First — a big tip of the hat to Nyack Public Libraries which continues to make historic town maps freely available for researchers.

These three maps show the same view of Nyack, the first from an 1891 atlas and the latter two from a 2024 iPhone.

IMG-8118.jpg


^^ note the two bodies of water labeled “ICE POND”, upper left.

IMG-8119.jpg


IMG-8120.jpg


As the streetscape has hardly changed since the 19th century, it’s easy enough to pick out the current location of the ponds.

Charmingly, one of them still exists and can be visited. The more northerly pond is listed as being on the property of a “J.P. Garrabrant”. Today, Garrabrant Pond is an extremely picturesque pond that sits behind a cottage on the same property — it appears to be a man-made addition from a later era. But just a quick dip through the woods brings you to a second, natural pond hidden among the trees. Its floodprint appears to be the exact size and shape of the 19th century “ice pond”. It is by all appearances the same little pond that William Hamilton Gibson and his friends used for shinny games around 1860.
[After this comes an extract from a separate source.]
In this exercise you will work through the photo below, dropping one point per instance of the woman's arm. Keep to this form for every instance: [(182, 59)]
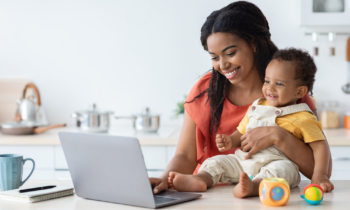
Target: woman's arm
[(185, 159), (300, 153)]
The other, larger pond appears to have been located in the woods near the northern corner of Mountainview Ave and Forest Ridge Rd. Evidently a now-disused road (the remnants of which are still accessible) used to cut through the now overgrown area which was at one point clear-cut and leveled for development. It would seem that the pond was done away with as part of the leveling, so the site can still be visited but it is now just flat overgrown land.

So there you have it. If a Nyack local wants to recreate the scene from this story, they can take DePew Avenue up toward the turnpike, take a (nonexistent) exit onto Mountainview, right onto Woods, park, throw your skates and stick over your shoulder and tramp down through the trees till you see ice.